The growth of the e-commerce industry has been very significant in the past few years. The younger generation has caught on to the idea of online purchases rather than picking up the goods physically from the market. The benefits associated with the online purchase of goods and services like a wide choice, easy refund policy, and home delivery have made it a convenient option. The government realised very soon that it was losing tax revenue on the online transactions. Thus the centre and state governments have tried to come out with their own concept of taxation to tax the e-commerce transactions. The CST, service tax, VAT, entry tax and equalisation tax were all brought in to make the e-commerce taxation complex.
Goods or service? The very issue of categorising the e-commerce commodity as a good or service has been troubling the industry for quite some time. For example, the downloading of software and movies can be considered under both the heads. The variety of marketing techniques like cash on delivery, e-wallet, delivery through courier, and cash-back have made the taxation further complex.
Definition: To tax any commodity, it is essential to define the associated transactions. Many of the states have tried to come out with their hurriedly devised e-commerce transaction definition. The others have levied the entry tax on e-commerce transactions without even defining what it is. The best part is that the states are more concerned with enforcing the compliance on these.
Inter-state dealings: Most of the e-commerce transactions happen across the state borders. While the goods sold locally come under VAT, the ones that are sent across state borders come under CST. In both the cases, the origin state is getting the revenue. The destination state where the good is finally sold was not getting anything. This resulted in the levy of entry tax by the destination state in the garb of protecting the local industry. Some states are levying the entry tax in the range of 5~10% while some have not yet started. The way the things are moving it will not be long before all the states start the entry tax; after all who wants to lose the revenue?

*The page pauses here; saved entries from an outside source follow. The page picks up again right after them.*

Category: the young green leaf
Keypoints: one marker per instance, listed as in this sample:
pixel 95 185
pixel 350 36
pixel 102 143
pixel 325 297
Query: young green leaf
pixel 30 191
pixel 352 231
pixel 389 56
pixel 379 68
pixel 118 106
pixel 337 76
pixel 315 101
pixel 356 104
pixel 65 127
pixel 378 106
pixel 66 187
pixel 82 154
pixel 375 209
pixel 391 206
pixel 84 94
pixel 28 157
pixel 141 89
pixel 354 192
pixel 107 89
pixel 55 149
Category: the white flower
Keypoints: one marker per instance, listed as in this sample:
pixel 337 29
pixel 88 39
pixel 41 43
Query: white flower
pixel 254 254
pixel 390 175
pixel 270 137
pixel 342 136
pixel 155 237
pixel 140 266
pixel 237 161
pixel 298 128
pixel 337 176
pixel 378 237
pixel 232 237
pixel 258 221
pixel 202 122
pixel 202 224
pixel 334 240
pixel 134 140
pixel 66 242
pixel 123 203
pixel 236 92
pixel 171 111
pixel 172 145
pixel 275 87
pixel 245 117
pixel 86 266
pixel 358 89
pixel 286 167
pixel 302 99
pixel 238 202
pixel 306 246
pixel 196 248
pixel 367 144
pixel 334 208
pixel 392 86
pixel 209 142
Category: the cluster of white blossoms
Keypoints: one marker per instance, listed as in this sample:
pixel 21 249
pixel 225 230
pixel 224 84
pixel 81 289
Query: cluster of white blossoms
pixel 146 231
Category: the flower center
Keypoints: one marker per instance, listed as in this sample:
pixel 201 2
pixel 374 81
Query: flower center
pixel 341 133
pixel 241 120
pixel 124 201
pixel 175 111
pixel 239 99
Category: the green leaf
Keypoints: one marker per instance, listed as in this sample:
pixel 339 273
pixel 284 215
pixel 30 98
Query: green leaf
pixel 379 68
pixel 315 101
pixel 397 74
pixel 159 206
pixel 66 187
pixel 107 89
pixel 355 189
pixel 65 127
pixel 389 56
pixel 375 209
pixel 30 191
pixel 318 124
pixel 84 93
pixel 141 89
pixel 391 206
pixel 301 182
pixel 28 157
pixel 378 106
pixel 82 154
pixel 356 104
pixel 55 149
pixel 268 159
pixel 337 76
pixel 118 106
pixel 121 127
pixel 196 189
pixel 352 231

Multiple filings: The sunrise e-commerce industry is under tremendous pressure to comply with the taxation requirements. They are required to file the returns in all the states where they have sold the goods. The pressure of multiple tax filings is telling on the industry. The bane of the problem is that the e-commerce industry is tech savvy with near perfect digital records while the taxation system has failed to evolve with the requirement.
At this juncture, the GST without the 1% inter-state taxation can prove to be a game-changer as far as taxation of the e-commerce transactions is concerned. GST is a destination based tax and with recommendations in place to subsume the variety of taxes like VAT, Octroi, entry tax, and CST, it might become easier for e-commerce companies to comply with the taxation requirements. Also, the taxation methodology will be same across the states making it easier for the e-commerce industry to adhere to the tax norms. Clarity of definition and single filing will make the task simpler.